Speaking of Chang – that’s what we did next. Sat in a bar just off the Khao San road I had a couple of chang lagers and some pad thai, both of which were stunning – I think we will like it here. When 2pm rolled round we were thankful to get a few hours kip at the hostel, before returning to the Khao San Road.
Khao San means “Uncooked rice” in Thai, and for decades it’s been a haven for farang (Thai for foriegners) who are either starting out or finishing up their backpacking journeys round South-East Asia. In his book The Beach Alexander Garland describes the Khao San road as “A decompression chamber for those about to leave or enter Thailand, a halfway house between East and West.” I think that’s a pretty good summary. It’s like a slightly more exotic and seedy Benidorm. I can imagine if I was local thinking the place was a complete hole, but having never experienced anything like it before we found it to be an amazing place. You walk down the street and somebody will thrust a trayful of fried scorpions in your face. You’ll swerve out their way and nearly trip over a double-amputee beggar with an empty Mcdonalds cup held aloft at you. There are blokes selling glowsticks and wallets and t-shirts and little images of the Buddha (which is apparently illegal). Tourists lounge lazily in deckchairs as Thai women massage their shoulders and feet, and above all of this cacophany of noise and chaos the constant question of “You want tuc tuc my fren?” drills itself into your brain until you end up letting go of your natural English politeness and elbowing past people who clearly see you as a walking Baht sign.
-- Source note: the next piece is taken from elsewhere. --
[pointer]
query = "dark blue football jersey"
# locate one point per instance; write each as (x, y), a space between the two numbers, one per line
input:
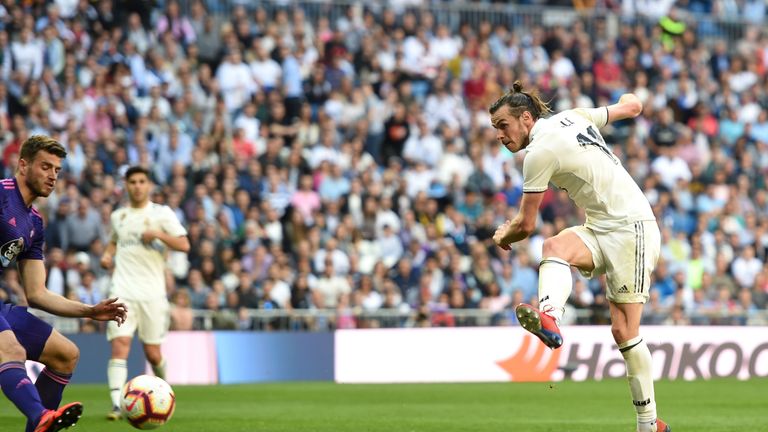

We sat in at a cafe and had pad thai and deep-fried crabcakes washed down with fresh coconut water – a coconut with the top knocked off and a straw stuck in it. It was another amazing meal and I managed to shove the majority of it in my gob using chopsticks before I had to scoop up the last bits with a fork whilst no-one was looking.
After wandering the streets a bit more and tiring of stepping out the way of mopeds and pissed-up Brits abroad we went back to the hostel, where we are now about to take a hard-earned rest. So that’s it for now – sorry if there’s any spelling mistakes or whatever, but I’m so confused that I really don’t even know what day it is anymore!